Kagan Cooperative Learning Chapter 1

Boosting Achievement


1


There is pressure to boost achievement. How does cooperative learning align with direct instruction and the need to boost test scores?

 

There are two false assumptions embedded in this question! The assumptions among too many educators are 1) we need more direct instruction if we are to boost test scores; and 2) cooperative learning is somehow antithetical to direct instruction.

To correct the misconception that more direct instruction will boost achievement and test scores, we need only look at the hard data. In their summary of various meta-analyses of nearly a thousand research studies, Marzano and associates1 found dramatic increases in achievement to the extent teachers used cooperative learning. We present and analyze this and other achievement data in Chapter 3: What Does the Research Say?

To correct the idea that cooperative learning is antithetical to direct instruction, we need only look at how cooperative learning structures are actually used by experienced teachers. The most frequent use of cooperative learning structures is to have students reflect on or review ideas presented in direct instruction or to practice skills presented in direct instruction. For example, the teacher has used direct instruction to define and give examples of literary techniques. Following the direct instruction, the teacher may have students pair up to do a RallyRobin, taking turns pointing out and naming literary techniques in a poem they are analyzing. Or the teacher may use Sage-N-Scribe or one of the other mastery structures to have students coach each other as they recognize or produce literary techniques. Cooperative learning complements rather than replaces direct instruction; it is used to cement learning that occurs via direct instruction.

When learning depends on expert presentation of information or skills, cooperative learning without direct instruction can be the blind leading the blind. However, direct instruction with no cooperative learning can be information in one ear and out the other!

2


There is a lot of pressure to cover the curriculum. How can I cover the curriculum if I allow time for student discussions, teambuilding, classbuilding, and even silly sport energizers?

 

If we want to cover as much curriculum as possible, we need to stand in front of our class, talk fast, and allow no interruptions, student questions, or student discussion. We will cover the most curriculum possible that way, but students will understand, enjoy, and retain little.

The goal of covering the curriculum is noble only if it includes teaching with understanding and appreciation. And if we want our students to understand and appreciate our curriculum, we need to stop talking on a regular basis and let them talk. It is through student discourse and the interaction of different ideas that students construct meaning. Often it is through peer tutoring and coaching that skills are cemented. Actually, we retain a great deal more of what we say than what we hear; there is an inverse relation between teacher talk and student learning!

But there is more to the story. In today’s world, information is fast outdated. It is estimated that the half-life of knowledge for a graduating engineer or psychologist is less than five years.2 That is, half the information they acquire in school will be outdated within five years! The implication of this is profound: If we are to provide our students with skills for success, we must imbue a love of learning. If they are to be successful, our students must become lifelong learners. If they get 100% on our tests, but hate the subject matter and do not leave our class hungry to learn more, we have failed them! The classbuilding, teambuilding, and energizers create a positive class climate conducive to that fundamental goal: creating a love of learning.

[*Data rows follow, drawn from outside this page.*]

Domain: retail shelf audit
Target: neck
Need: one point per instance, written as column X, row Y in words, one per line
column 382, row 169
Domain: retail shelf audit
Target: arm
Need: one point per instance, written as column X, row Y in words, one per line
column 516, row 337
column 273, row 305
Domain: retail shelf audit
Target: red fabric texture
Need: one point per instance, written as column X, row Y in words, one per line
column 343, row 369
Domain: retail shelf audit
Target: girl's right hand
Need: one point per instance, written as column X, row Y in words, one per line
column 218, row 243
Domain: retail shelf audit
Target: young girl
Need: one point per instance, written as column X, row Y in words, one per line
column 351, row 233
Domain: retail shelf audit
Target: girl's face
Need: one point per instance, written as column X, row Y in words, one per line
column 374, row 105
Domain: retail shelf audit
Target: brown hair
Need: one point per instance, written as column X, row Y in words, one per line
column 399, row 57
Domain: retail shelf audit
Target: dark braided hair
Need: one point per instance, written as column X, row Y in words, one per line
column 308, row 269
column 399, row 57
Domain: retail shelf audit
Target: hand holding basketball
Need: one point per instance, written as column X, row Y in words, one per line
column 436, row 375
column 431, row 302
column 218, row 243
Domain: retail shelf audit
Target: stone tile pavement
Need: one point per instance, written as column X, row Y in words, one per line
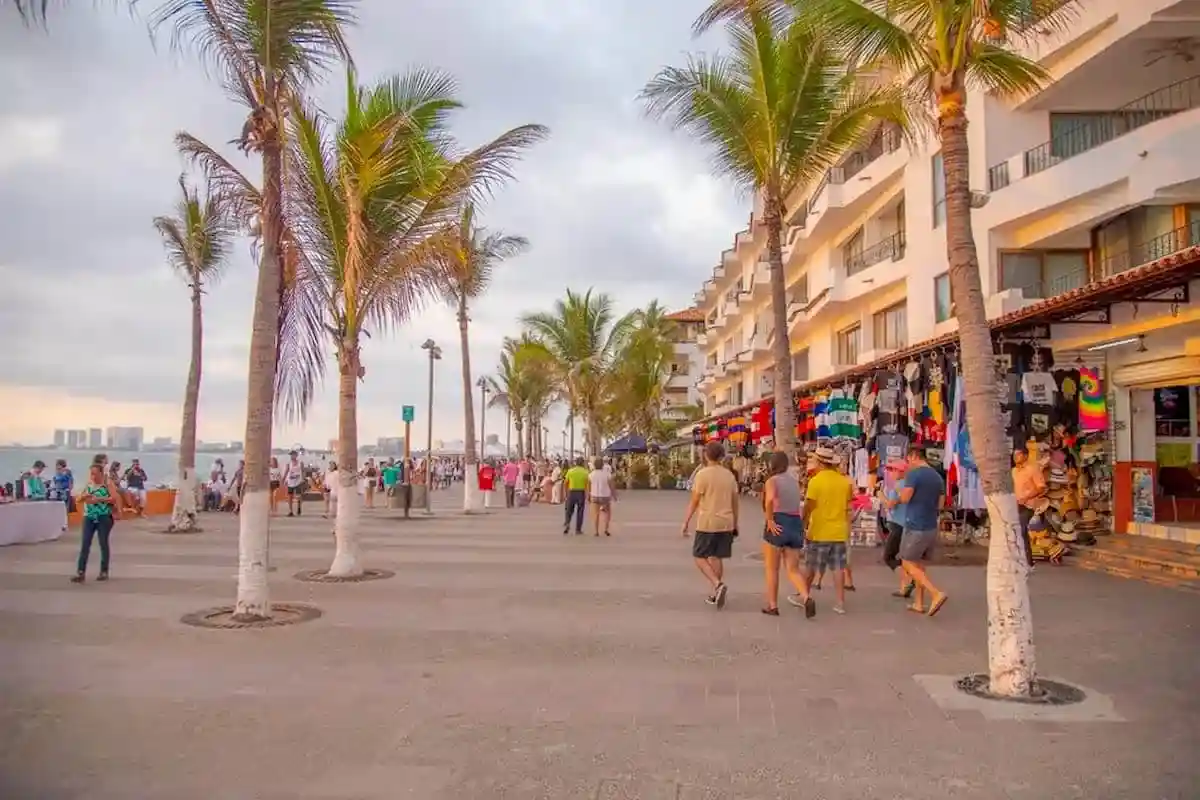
column 507, row 661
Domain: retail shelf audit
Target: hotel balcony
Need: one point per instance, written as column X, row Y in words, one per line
column 1117, row 158
column 845, row 188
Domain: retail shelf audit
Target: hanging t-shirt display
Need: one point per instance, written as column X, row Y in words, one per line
column 844, row 415
column 1038, row 391
column 1093, row 414
column 888, row 402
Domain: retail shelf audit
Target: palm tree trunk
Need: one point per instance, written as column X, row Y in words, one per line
column 1011, row 657
column 471, row 452
column 183, row 517
column 781, row 348
column 347, row 557
column 255, row 518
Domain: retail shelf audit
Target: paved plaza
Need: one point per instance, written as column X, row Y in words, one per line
column 507, row 661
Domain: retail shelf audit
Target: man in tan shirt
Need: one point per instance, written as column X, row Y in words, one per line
column 1029, row 485
column 714, row 504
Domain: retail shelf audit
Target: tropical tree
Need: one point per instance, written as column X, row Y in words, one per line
column 198, row 240
column 777, row 113
column 265, row 53
column 376, row 202
column 474, row 257
column 582, row 336
column 940, row 48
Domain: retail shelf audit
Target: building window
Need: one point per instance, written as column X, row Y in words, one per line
column 943, row 299
column 939, row 191
column 892, row 328
column 849, row 344
column 801, row 366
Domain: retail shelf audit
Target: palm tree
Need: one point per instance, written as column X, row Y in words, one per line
column 198, row 240
column 777, row 113
column 475, row 256
column 582, row 336
column 373, row 202
column 265, row 52
column 940, row 48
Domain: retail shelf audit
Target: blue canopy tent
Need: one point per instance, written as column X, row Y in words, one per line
column 627, row 445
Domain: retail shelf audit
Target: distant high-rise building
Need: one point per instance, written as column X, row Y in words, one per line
column 123, row 438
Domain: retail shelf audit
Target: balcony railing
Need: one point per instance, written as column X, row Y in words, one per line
column 1168, row 244
column 1168, row 101
column 888, row 248
column 888, row 140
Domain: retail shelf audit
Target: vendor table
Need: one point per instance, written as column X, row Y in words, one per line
column 27, row 523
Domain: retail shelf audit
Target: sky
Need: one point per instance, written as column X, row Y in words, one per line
column 95, row 325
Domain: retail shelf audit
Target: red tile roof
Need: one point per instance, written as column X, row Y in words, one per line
column 1123, row 287
column 687, row 316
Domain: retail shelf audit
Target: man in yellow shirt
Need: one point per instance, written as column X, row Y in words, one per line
column 576, row 481
column 827, row 517
column 714, row 504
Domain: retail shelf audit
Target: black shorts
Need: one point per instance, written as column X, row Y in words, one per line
column 712, row 546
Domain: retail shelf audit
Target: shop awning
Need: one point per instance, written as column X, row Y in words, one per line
column 1150, row 280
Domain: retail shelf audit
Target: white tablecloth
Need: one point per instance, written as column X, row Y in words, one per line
column 25, row 523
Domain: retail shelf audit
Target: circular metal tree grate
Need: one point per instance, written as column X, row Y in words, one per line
column 322, row 576
column 1045, row 692
column 222, row 617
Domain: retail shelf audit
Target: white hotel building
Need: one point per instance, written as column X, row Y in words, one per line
column 1093, row 175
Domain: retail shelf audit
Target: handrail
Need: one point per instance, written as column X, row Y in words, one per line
column 1170, row 100
column 888, row 248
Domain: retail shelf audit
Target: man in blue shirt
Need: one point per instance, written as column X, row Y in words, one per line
column 923, row 497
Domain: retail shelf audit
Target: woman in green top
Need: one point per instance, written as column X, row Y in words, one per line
column 101, row 501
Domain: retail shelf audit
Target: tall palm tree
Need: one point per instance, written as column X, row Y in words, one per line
column 475, row 254
column 777, row 113
column 582, row 336
column 265, row 52
column 375, row 202
column 940, row 48
column 198, row 240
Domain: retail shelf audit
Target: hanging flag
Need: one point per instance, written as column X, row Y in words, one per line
column 1093, row 414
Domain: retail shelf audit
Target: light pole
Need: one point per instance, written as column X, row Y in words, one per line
column 435, row 355
column 483, row 417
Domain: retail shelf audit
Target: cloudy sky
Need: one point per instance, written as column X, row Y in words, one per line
column 94, row 326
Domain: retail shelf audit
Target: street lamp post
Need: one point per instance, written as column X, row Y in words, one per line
column 435, row 355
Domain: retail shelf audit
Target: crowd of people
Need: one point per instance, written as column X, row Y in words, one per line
column 809, row 507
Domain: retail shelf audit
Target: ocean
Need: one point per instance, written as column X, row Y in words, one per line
column 161, row 468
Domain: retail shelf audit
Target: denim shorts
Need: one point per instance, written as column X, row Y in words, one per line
column 791, row 534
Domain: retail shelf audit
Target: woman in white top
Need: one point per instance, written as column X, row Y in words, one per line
column 331, row 489
column 601, row 493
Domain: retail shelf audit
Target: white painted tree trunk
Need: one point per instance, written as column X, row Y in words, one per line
column 1011, row 657
column 253, row 594
column 183, row 516
column 471, row 492
column 347, row 561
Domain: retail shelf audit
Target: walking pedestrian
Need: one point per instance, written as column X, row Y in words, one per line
column 576, row 481
column 894, row 522
column 714, row 505
column 293, row 479
column 783, row 537
column 601, row 494
column 923, row 497
column 101, row 504
column 827, row 516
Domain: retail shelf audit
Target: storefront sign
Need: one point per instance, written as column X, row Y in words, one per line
column 1143, row 480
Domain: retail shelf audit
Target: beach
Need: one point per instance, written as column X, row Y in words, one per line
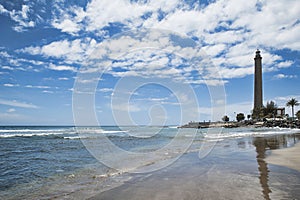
column 289, row 157
column 239, row 163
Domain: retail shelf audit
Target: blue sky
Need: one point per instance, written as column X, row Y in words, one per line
column 143, row 62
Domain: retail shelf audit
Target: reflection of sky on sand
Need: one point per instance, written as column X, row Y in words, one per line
column 235, row 169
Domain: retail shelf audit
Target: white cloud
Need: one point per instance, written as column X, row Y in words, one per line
column 37, row 86
column 106, row 90
column 11, row 110
column 62, row 68
column 10, row 85
column 228, row 30
column 15, row 103
column 126, row 107
column 284, row 76
column 21, row 17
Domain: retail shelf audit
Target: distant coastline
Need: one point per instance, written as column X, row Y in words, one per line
column 282, row 123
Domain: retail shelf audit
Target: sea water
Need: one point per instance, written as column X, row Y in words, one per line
column 52, row 162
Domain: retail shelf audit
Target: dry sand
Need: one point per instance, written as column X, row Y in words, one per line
column 289, row 157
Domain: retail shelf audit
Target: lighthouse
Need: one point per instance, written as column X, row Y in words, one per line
column 258, row 93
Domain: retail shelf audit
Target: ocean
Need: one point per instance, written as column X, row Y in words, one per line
column 47, row 162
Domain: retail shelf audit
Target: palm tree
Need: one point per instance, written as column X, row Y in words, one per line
column 291, row 103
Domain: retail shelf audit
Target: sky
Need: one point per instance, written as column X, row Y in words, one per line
column 143, row 62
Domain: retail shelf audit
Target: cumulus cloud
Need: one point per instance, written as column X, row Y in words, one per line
column 284, row 76
column 15, row 103
column 20, row 17
column 228, row 31
column 62, row 68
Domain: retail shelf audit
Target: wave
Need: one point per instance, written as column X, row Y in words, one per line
column 29, row 134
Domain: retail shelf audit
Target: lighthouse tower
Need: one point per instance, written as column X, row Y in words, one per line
column 258, row 103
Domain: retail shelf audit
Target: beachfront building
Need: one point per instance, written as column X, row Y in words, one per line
column 258, row 93
column 280, row 112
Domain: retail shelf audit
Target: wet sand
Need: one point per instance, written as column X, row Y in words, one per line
column 289, row 157
column 235, row 169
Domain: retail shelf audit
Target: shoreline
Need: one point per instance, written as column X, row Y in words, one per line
column 287, row 157
column 233, row 169
column 269, row 123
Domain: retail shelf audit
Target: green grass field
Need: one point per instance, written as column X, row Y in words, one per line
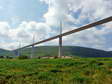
column 56, row 71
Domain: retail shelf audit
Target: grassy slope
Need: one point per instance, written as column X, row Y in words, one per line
column 68, row 51
column 56, row 71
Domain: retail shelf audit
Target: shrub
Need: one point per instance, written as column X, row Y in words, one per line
column 23, row 57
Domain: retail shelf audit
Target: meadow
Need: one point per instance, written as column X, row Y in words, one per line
column 56, row 71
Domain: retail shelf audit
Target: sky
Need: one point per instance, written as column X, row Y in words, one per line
column 20, row 20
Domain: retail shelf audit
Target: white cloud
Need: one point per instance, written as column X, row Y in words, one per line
column 90, row 9
column 10, row 37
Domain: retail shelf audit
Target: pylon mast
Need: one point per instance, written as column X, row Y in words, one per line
column 32, row 51
column 60, row 41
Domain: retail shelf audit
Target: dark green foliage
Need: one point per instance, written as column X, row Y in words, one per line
column 56, row 71
column 67, row 51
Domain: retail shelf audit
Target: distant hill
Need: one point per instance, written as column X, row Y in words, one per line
column 4, row 52
column 67, row 51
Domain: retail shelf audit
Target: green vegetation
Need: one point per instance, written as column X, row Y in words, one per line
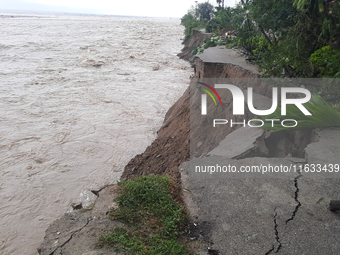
column 197, row 18
column 154, row 218
column 211, row 42
column 287, row 39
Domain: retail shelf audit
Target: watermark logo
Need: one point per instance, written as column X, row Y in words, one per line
column 238, row 102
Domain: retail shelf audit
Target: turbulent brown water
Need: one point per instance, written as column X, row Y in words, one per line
column 79, row 97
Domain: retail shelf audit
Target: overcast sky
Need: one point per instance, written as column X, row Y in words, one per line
column 150, row 8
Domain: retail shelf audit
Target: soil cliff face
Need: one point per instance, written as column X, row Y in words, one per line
column 172, row 145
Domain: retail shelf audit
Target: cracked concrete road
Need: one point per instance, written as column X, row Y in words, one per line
column 251, row 215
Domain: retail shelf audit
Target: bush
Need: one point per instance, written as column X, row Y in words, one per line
column 326, row 62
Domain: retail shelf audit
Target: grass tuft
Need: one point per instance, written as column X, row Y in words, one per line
column 153, row 217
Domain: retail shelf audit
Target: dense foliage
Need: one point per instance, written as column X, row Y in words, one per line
column 286, row 38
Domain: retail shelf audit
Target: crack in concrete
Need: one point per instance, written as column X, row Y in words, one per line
column 277, row 237
column 68, row 240
column 296, row 198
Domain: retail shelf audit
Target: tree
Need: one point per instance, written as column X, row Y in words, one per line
column 205, row 10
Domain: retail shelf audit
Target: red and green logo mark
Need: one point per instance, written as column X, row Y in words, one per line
column 209, row 93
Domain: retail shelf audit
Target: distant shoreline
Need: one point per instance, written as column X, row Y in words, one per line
column 73, row 14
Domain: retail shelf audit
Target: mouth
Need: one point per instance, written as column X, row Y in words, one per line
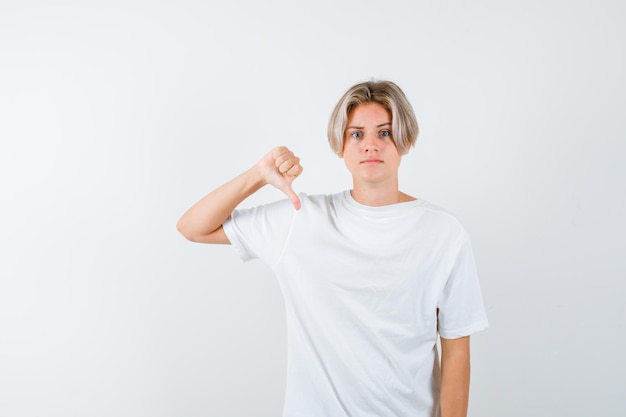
column 372, row 161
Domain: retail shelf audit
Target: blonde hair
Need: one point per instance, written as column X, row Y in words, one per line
column 404, row 128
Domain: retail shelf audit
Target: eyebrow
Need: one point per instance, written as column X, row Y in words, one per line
column 360, row 127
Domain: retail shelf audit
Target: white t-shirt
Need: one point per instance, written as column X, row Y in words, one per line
column 362, row 288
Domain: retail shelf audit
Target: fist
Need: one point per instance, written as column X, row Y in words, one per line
column 279, row 168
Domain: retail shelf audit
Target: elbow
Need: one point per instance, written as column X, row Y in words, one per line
column 184, row 230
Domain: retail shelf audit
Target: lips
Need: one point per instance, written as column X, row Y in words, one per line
column 372, row 161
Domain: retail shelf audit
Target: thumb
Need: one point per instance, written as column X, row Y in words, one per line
column 295, row 200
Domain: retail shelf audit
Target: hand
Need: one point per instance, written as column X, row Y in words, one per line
column 279, row 168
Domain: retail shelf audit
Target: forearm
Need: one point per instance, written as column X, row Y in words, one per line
column 455, row 377
column 208, row 214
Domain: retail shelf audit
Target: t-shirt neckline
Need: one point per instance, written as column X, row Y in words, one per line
column 380, row 210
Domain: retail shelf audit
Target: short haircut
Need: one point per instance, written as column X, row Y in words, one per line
column 404, row 127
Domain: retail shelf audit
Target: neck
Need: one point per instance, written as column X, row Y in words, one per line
column 383, row 195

The energizers serve another function. Have you ever been in a lecture and found your mind wandering while the presenter kept talking? We can only take in so much before we need to process what has been said. We can only sit so long before we become exhausted from inhibiting our impulses to move. By inclusion of frequent processing time, brain-breaks, and energizers, a good teacher keeps the energy in the room high and minds focused. What is better: 1) Presenting the curriculum 100% of the time with little student energy and enthusiasm and their minds half focused? Or, 2) Presenting the curriculum 80% of the time with high student energy and focused alertness? Retention for content, as well as a love for learning, is increased by teambuilding, classbuilding, frequent brain breaks, and energizers.

3


In our school, we can only use innovations with a scientific research base. Does cooperative learning have a scientific research base?

 

YES! Cooperative learning has perhaps the strongest empirical research base of any educational innovation. Over 1,000 studies demonstrate the positive effects of cooperative learning on academic achievement, social/emotional development, cognitive development, liking for school and class, as well as a host of other positive outcomes. See Chapter 3: What Does Research Show?